Tener una espina clavada significa tener un problema que no se consigue solucionar y que te quita el sueño.


----------



## Joan bolets

Schenker said:


> Hola, ¿qué significa este término?
> 
> La prima volta l'ex Samp fallisce il contatto, la seconda spreca alto da due passi. Il Milan risponde con un fumoso possesso palla, reso ancora più monotono dai friulani che chiudono in massa tutti gli spazi, tarpando le ali a Kakà, Pato e in un certo modo a Ronaldo, anche se è il Fenomeno a tenere l'Udinese sulle spine.



En este caso quiere decir 'tener con cuidado o zozorba', como se dijo antes.

Resumiendo, en italiano 'tenere sulle spine' puede decir dos cosas:

1) (como en el ejemplo que propuse yo al principio de este thread) Tener alguien en un estado de incertidumbre y de inquietud...si he entendido bien, esto correpsondería al castellano '*tener a alguien en ascuas*'

2) crear problemas a alguien, como en el ejemplo de Ronaldo y el Udinese. Y esto sería '*tener a alguien en espinas*'

Es que esto es uno de estos thread donde se dicen muchas cosas y uno se queda con más dudas que al principio, así si hay alguien que se sienta capaz de confirmar mi intento de síntesis, se lo agradecería muchísimo!!


----------



## Schenker

Joan bolets said:


> Es que esto es uno de estos thread donde se dicen muchas cosas y uno se queda con más dudas que al principio, así si hay alguien que se sienta capaz de confirmar mi intento de síntesis, se lo agradecería muchísimo!!
> Está repleto de esos threads!!!, hehehe


 
¿No podría significar esta frase "tener entre la espada y la pared"?


----------



## Joan bolets

Schenker said:


> ¿No podría significar esta frase "tener entre la espada y la pared"?



Hola Schenker!

No, para esta expresión hay ya otro thread. Aquí no hay decisiones que tomar ni tener que elgir entre dos males. Sólo una situación de incertitumbre que también puede aplicarse a casos aménos de simple curiosidad, como cuando se hace un regalo a alguien y no se quiere decir d qué se trata...

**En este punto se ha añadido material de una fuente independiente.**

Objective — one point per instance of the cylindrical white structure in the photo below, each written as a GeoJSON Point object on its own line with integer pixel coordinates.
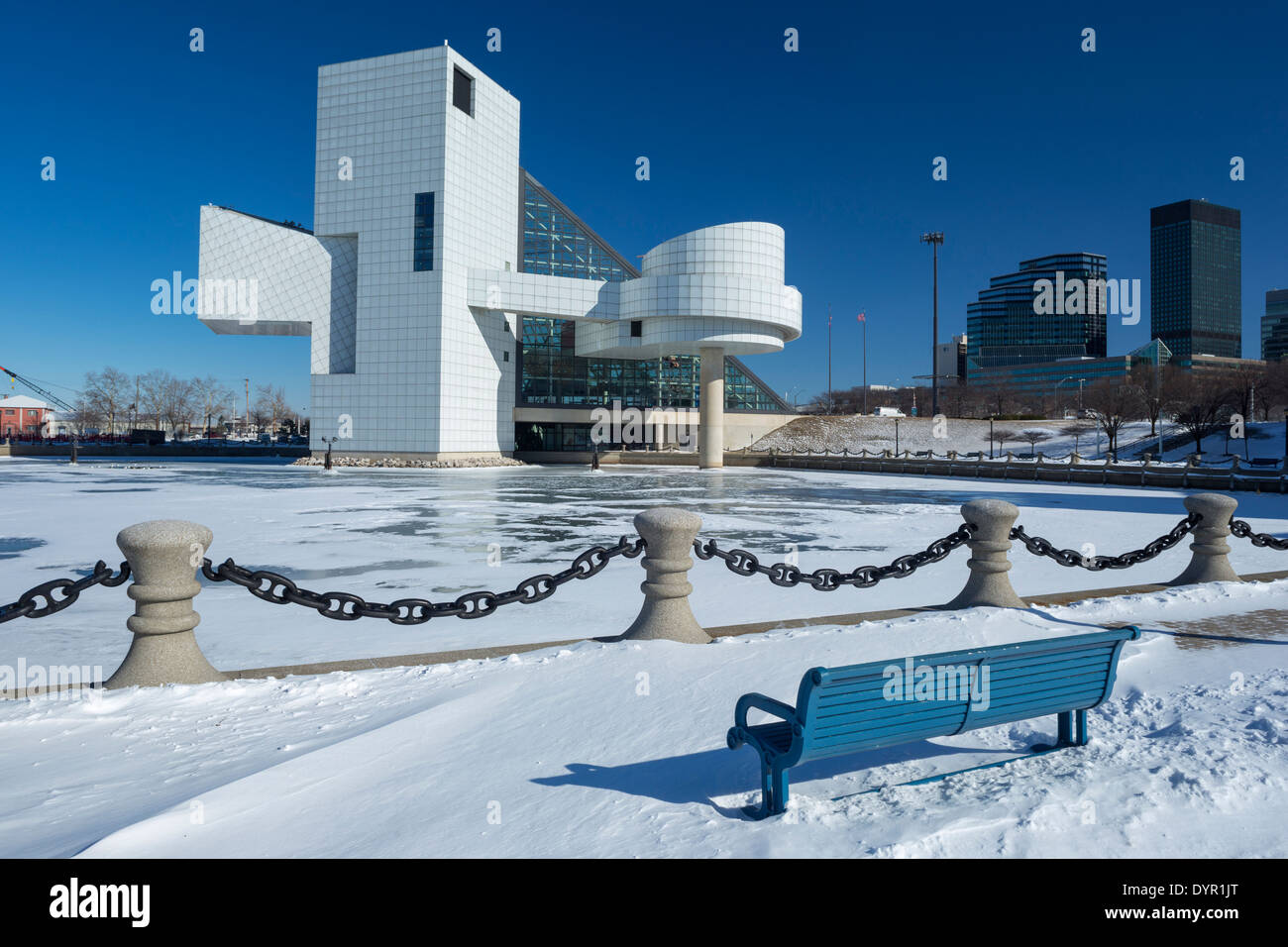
{"type": "Point", "coordinates": [711, 419]}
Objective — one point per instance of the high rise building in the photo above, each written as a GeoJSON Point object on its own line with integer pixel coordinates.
{"type": "Point", "coordinates": [1050, 308]}
{"type": "Point", "coordinates": [1196, 303]}
{"type": "Point", "coordinates": [436, 263]}
{"type": "Point", "coordinates": [1274, 326]}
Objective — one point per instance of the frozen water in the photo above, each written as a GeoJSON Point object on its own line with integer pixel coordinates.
{"type": "Point", "coordinates": [393, 534]}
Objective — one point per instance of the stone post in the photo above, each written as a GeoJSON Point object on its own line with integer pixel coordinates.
{"type": "Point", "coordinates": [669, 534]}
{"type": "Point", "coordinates": [988, 582]}
{"type": "Point", "coordinates": [163, 556]}
{"type": "Point", "coordinates": [1209, 551]}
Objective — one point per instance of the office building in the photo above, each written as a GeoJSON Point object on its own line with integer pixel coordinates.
{"type": "Point", "coordinates": [1050, 308]}
{"type": "Point", "coordinates": [1196, 303]}
{"type": "Point", "coordinates": [1274, 326]}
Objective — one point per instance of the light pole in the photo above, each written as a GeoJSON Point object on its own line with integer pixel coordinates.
{"type": "Point", "coordinates": [934, 239]}
{"type": "Point", "coordinates": [1067, 377]}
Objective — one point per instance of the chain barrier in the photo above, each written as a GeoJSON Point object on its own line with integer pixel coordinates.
{"type": "Point", "coordinates": [342, 605]}
{"type": "Point", "coordinates": [786, 575]}
{"type": "Point", "coordinates": [1240, 528]}
{"type": "Point", "coordinates": [1095, 564]}
{"type": "Point", "coordinates": [29, 603]}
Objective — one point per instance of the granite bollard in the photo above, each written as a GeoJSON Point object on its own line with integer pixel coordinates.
{"type": "Point", "coordinates": [669, 534]}
{"type": "Point", "coordinates": [163, 556]}
{"type": "Point", "coordinates": [988, 582]}
{"type": "Point", "coordinates": [1209, 551]}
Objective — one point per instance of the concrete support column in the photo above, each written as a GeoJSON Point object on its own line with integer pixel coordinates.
{"type": "Point", "coordinates": [669, 534]}
{"type": "Point", "coordinates": [1209, 551]}
{"type": "Point", "coordinates": [163, 556]}
{"type": "Point", "coordinates": [711, 419]}
{"type": "Point", "coordinates": [988, 582]}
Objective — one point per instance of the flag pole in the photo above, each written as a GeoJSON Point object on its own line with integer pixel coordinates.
{"type": "Point", "coordinates": [863, 318]}
{"type": "Point", "coordinates": [829, 402]}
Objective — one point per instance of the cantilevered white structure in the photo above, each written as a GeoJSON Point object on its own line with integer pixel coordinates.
{"type": "Point", "coordinates": [452, 300]}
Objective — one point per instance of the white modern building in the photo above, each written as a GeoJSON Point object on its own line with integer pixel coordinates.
{"type": "Point", "coordinates": [455, 305]}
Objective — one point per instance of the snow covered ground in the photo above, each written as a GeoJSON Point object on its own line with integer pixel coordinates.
{"type": "Point", "coordinates": [616, 749]}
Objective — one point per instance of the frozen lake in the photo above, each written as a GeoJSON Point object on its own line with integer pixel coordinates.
{"type": "Point", "coordinates": [393, 534]}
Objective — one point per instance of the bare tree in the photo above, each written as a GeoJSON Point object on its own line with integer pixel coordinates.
{"type": "Point", "coordinates": [1202, 403]}
{"type": "Point", "coordinates": [178, 403]}
{"type": "Point", "coordinates": [1112, 405]}
{"type": "Point", "coordinates": [1003, 434]}
{"type": "Point", "coordinates": [1076, 432]}
{"type": "Point", "coordinates": [1034, 436]}
{"type": "Point", "coordinates": [107, 393]}
{"type": "Point", "coordinates": [211, 397]}
{"type": "Point", "coordinates": [270, 405]}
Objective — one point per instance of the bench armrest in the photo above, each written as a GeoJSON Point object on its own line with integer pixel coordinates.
{"type": "Point", "coordinates": [760, 702]}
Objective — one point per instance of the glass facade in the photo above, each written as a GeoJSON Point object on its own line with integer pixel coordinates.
{"type": "Point", "coordinates": [1064, 377]}
{"type": "Point", "coordinates": [553, 375]}
{"type": "Point", "coordinates": [555, 243]}
{"type": "Point", "coordinates": [1196, 303]}
{"type": "Point", "coordinates": [1008, 326]}
{"type": "Point", "coordinates": [423, 250]}
{"type": "Point", "coordinates": [1274, 326]}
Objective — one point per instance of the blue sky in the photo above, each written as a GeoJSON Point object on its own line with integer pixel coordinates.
{"type": "Point", "coordinates": [1048, 150]}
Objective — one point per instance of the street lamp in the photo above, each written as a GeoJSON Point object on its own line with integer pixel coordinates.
{"type": "Point", "coordinates": [934, 239]}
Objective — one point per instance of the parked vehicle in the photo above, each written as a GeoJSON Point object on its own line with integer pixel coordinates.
{"type": "Point", "coordinates": [147, 437]}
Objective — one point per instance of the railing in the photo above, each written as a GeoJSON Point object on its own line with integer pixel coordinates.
{"type": "Point", "coordinates": [162, 557]}
{"type": "Point", "coordinates": [1229, 474]}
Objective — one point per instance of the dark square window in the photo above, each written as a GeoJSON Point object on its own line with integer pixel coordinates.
{"type": "Point", "coordinates": [463, 91]}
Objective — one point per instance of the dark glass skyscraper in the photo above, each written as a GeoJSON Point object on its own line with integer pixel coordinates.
{"type": "Point", "coordinates": [1196, 303]}
{"type": "Point", "coordinates": [1274, 326]}
{"type": "Point", "coordinates": [1018, 320]}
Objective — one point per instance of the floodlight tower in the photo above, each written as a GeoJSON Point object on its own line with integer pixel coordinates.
{"type": "Point", "coordinates": [934, 239]}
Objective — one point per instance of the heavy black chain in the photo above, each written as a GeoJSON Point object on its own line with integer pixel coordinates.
{"type": "Point", "coordinates": [29, 603]}
{"type": "Point", "coordinates": [1240, 528]}
{"type": "Point", "coordinates": [745, 564]}
{"type": "Point", "coordinates": [343, 605]}
{"type": "Point", "coordinates": [1095, 564]}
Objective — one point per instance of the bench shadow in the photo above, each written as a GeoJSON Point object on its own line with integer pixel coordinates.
{"type": "Point", "coordinates": [699, 777]}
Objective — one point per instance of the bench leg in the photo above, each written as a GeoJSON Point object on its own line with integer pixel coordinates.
{"type": "Point", "coordinates": [1070, 731]}
{"type": "Point", "coordinates": [773, 792]}
{"type": "Point", "coordinates": [780, 780]}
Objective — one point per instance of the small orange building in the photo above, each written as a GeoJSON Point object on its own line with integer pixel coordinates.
{"type": "Point", "coordinates": [24, 416]}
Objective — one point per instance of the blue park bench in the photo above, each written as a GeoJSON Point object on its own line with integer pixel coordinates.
{"type": "Point", "coordinates": [844, 710]}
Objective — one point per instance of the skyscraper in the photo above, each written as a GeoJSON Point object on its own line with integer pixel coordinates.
{"type": "Point", "coordinates": [1274, 326]}
{"type": "Point", "coordinates": [1051, 308]}
{"type": "Point", "coordinates": [1196, 305]}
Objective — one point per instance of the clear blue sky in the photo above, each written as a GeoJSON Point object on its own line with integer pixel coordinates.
{"type": "Point", "coordinates": [1048, 149]}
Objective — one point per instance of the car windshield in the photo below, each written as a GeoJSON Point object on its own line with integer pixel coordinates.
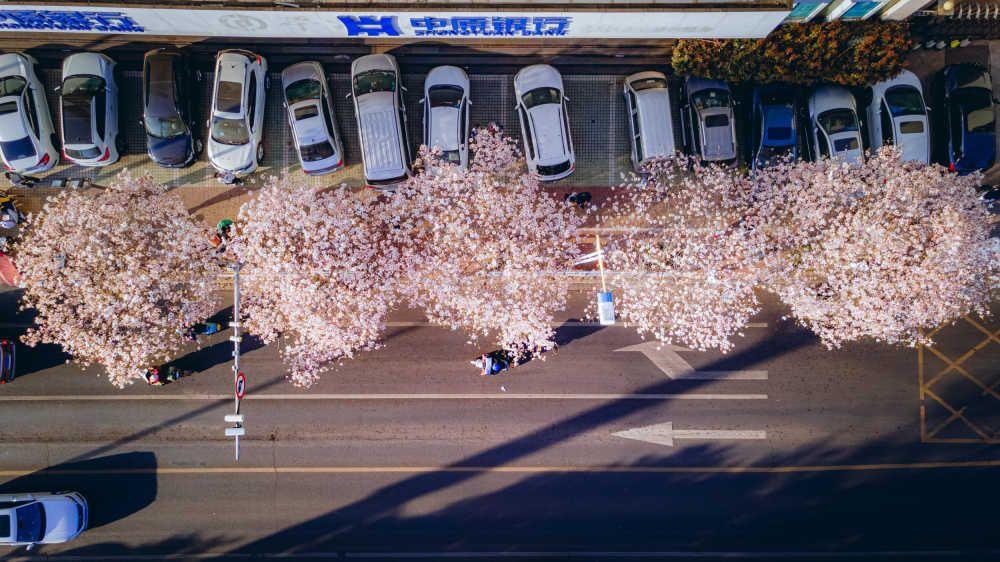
{"type": "Point", "coordinates": [771, 154]}
{"type": "Point", "coordinates": [306, 112]}
{"type": "Point", "coordinates": [165, 128]}
{"type": "Point", "coordinates": [316, 152]}
{"type": "Point", "coordinates": [553, 170]}
{"type": "Point", "coordinates": [904, 100]}
{"type": "Point", "coordinates": [11, 85]}
{"type": "Point", "coordinates": [374, 81]}
{"type": "Point", "coordinates": [230, 131]}
{"type": "Point", "coordinates": [538, 96]}
{"type": "Point", "coordinates": [647, 83]}
{"type": "Point", "coordinates": [710, 98]}
{"type": "Point", "coordinates": [445, 96]}
{"type": "Point", "coordinates": [16, 150]}
{"type": "Point", "coordinates": [30, 522]}
{"type": "Point", "coordinates": [779, 134]}
{"type": "Point", "coordinates": [838, 121]}
{"type": "Point", "coordinates": [302, 90]}
{"type": "Point", "coordinates": [88, 86]}
{"type": "Point", "coordinates": [230, 97]}
{"type": "Point", "coordinates": [83, 154]}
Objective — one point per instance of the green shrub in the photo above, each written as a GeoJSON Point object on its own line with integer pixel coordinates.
{"type": "Point", "coordinates": [850, 53]}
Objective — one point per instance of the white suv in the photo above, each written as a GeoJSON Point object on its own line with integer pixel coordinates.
{"type": "Point", "coordinates": [541, 109]}
{"type": "Point", "coordinates": [381, 115]}
{"type": "Point", "coordinates": [236, 125]}
{"type": "Point", "coordinates": [88, 99]}
{"type": "Point", "coordinates": [27, 137]}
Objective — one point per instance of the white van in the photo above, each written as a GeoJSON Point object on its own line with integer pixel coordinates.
{"type": "Point", "coordinates": [647, 99]}
{"type": "Point", "coordinates": [381, 114]}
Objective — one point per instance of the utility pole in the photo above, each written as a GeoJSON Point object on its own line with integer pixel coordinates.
{"type": "Point", "coordinates": [238, 378]}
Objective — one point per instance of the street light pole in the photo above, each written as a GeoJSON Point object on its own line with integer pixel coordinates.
{"type": "Point", "coordinates": [238, 378]}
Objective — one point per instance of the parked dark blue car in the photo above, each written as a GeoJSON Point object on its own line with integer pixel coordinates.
{"type": "Point", "coordinates": [167, 94]}
{"type": "Point", "coordinates": [970, 117]}
{"type": "Point", "coordinates": [773, 125]}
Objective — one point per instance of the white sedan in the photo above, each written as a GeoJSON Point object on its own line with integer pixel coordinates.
{"type": "Point", "coordinates": [88, 100]}
{"type": "Point", "coordinates": [27, 137]}
{"type": "Point", "coordinates": [541, 109]}
{"type": "Point", "coordinates": [236, 125]}
{"type": "Point", "coordinates": [897, 115]}
{"type": "Point", "coordinates": [833, 123]}
{"type": "Point", "coordinates": [310, 116]}
{"type": "Point", "coordinates": [446, 113]}
{"type": "Point", "coordinates": [41, 518]}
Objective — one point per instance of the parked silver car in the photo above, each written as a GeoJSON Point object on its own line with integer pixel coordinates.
{"type": "Point", "coordinates": [311, 118]}
{"type": "Point", "coordinates": [381, 114]}
{"type": "Point", "coordinates": [446, 113]}
{"type": "Point", "coordinates": [88, 100]}
{"type": "Point", "coordinates": [27, 137]}
{"type": "Point", "coordinates": [707, 120]}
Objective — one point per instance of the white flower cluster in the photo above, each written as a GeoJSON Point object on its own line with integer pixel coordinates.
{"type": "Point", "coordinates": [116, 278]}
{"type": "Point", "coordinates": [881, 250]}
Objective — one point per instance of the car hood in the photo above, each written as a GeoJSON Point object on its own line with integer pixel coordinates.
{"type": "Point", "coordinates": [444, 130]}
{"type": "Point", "coordinates": [14, 64]}
{"type": "Point", "coordinates": [86, 63]}
{"type": "Point", "coordinates": [694, 84]}
{"type": "Point", "coordinates": [230, 157]}
{"type": "Point", "coordinates": [300, 71]}
{"type": "Point", "coordinates": [447, 75]}
{"type": "Point", "coordinates": [549, 133]}
{"type": "Point", "coordinates": [849, 156]}
{"type": "Point", "coordinates": [378, 61]}
{"type": "Point", "coordinates": [915, 146]}
{"type": "Point", "coordinates": [537, 76]}
{"type": "Point", "coordinates": [11, 124]}
{"type": "Point", "coordinates": [718, 141]}
{"type": "Point", "coordinates": [62, 522]}
{"type": "Point", "coordinates": [980, 149]}
{"type": "Point", "coordinates": [172, 152]}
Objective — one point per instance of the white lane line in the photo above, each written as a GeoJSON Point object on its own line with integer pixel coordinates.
{"type": "Point", "coordinates": [318, 396]}
{"type": "Point", "coordinates": [664, 434]}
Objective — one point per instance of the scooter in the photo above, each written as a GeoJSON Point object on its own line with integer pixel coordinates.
{"type": "Point", "coordinates": [8, 355]}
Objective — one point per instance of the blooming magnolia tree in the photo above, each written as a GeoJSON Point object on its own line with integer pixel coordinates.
{"type": "Point", "coordinates": [116, 278]}
{"type": "Point", "coordinates": [880, 250]}
{"type": "Point", "coordinates": [684, 269]}
{"type": "Point", "coordinates": [319, 266]}
{"type": "Point", "coordinates": [486, 246]}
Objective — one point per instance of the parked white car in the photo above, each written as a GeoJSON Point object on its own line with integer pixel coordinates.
{"type": "Point", "coordinates": [88, 101]}
{"type": "Point", "coordinates": [707, 120]}
{"type": "Point", "coordinates": [310, 116]}
{"type": "Point", "coordinates": [446, 113]}
{"type": "Point", "coordinates": [833, 125]}
{"type": "Point", "coordinates": [381, 113]}
{"type": "Point", "coordinates": [541, 109]}
{"type": "Point", "coordinates": [236, 122]}
{"type": "Point", "coordinates": [41, 518]}
{"type": "Point", "coordinates": [647, 101]}
{"type": "Point", "coordinates": [897, 115]}
{"type": "Point", "coordinates": [27, 136]}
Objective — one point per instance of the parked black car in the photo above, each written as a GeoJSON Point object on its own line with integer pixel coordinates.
{"type": "Point", "coordinates": [168, 112]}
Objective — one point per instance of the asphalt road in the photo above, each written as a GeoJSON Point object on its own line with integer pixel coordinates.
{"type": "Point", "coordinates": [406, 451]}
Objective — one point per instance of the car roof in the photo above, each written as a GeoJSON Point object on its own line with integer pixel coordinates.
{"type": "Point", "coordinates": [161, 93]}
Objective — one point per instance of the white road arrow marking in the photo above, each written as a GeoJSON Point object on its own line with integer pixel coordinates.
{"type": "Point", "coordinates": [666, 359]}
{"type": "Point", "coordinates": [664, 434]}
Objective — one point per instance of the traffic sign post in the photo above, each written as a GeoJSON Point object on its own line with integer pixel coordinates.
{"type": "Point", "coordinates": [239, 379]}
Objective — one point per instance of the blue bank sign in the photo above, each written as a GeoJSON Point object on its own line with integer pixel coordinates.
{"type": "Point", "coordinates": [403, 24]}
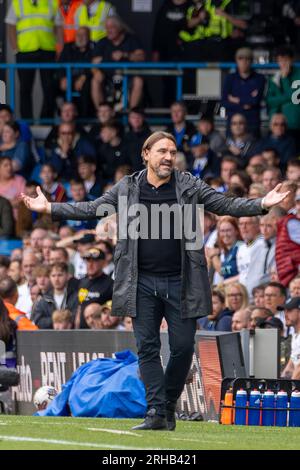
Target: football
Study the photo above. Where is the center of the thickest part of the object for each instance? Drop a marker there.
(44, 396)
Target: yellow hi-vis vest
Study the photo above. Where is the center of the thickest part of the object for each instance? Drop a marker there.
(95, 23)
(35, 25)
(218, 25)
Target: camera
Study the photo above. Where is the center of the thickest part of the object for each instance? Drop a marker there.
(200, 8)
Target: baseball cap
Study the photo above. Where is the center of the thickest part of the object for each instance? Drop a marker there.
(86, 239)
(198, 139)
(94, 253)
(293, 302)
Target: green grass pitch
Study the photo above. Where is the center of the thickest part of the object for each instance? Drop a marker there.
(33, 433)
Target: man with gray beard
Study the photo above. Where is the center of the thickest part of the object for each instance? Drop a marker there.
(158, 278)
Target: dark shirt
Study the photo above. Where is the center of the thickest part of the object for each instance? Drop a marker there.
(243, 88)
(169, 21)
(159, 256)
(105, 48)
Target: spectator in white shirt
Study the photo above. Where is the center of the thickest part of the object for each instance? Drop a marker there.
(253, 242)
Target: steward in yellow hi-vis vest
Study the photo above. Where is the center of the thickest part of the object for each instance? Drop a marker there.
(212, 33)
(34, 30)
(93, 14)
(212, 25)
(35, 24)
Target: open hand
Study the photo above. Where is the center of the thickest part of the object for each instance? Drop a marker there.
(37, 204)
(275, 197)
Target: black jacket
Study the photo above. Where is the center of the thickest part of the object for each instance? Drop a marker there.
(195, 294)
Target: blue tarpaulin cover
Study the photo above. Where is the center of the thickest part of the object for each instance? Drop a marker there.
(103, 388)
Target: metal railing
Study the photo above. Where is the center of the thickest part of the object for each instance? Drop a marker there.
(127, 69)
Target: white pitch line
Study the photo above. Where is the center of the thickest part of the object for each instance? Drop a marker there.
(114, 431)
(71, 443)
(202, 441)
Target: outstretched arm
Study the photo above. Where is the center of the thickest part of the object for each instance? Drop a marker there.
(68, 211)
(238, 207)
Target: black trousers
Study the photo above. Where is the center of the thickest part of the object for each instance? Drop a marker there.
(26, 78)
(159, 297)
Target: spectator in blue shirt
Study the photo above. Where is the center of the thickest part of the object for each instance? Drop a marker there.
(220, 319)
(244, 90)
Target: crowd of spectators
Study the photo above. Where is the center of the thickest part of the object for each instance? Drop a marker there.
(62, 277)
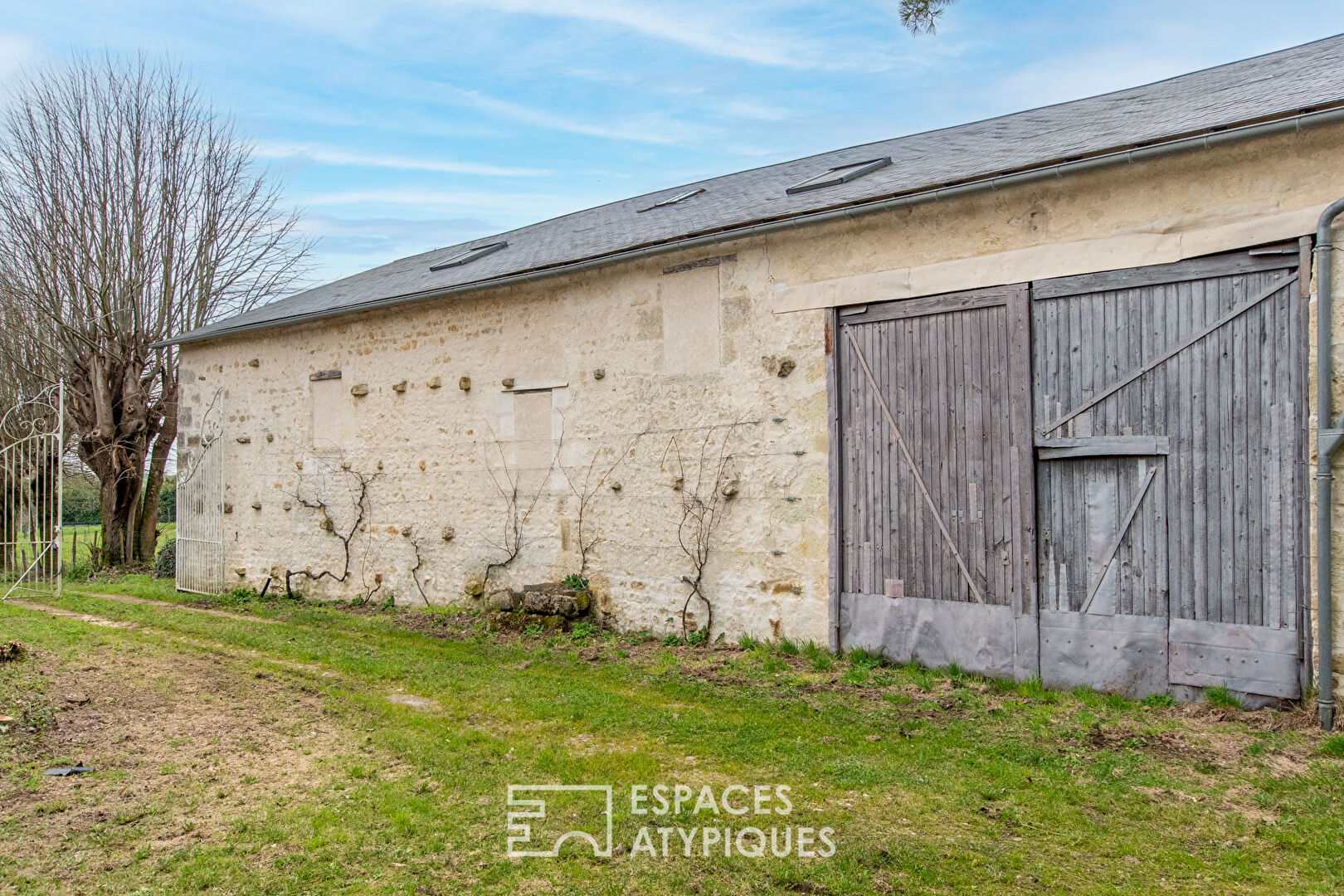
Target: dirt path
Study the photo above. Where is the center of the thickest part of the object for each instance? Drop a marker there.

Siguen brotando los dudas...


----------



## gatogab

irene.acler said:


> Tenere sulle spine = tener en ascuas


*ascua*

brasa, rescoldo, chispa, llama, lumbre, fuego



Schenker said:


> ¿No podría significar esta frase "tener entre la espada y la pared"?


 *Tener entre la espada y la pared* è minacciare una una persona o comunque denota una posizione nella quale la persona è obligata a decidere per una u otra situazione.

Tenere sulle spine, è tenere una persona nell'incertidumbre e, magari non viene cosí aiutata a prender una decisione.

Se di decidere si tratta.

gatogab


----------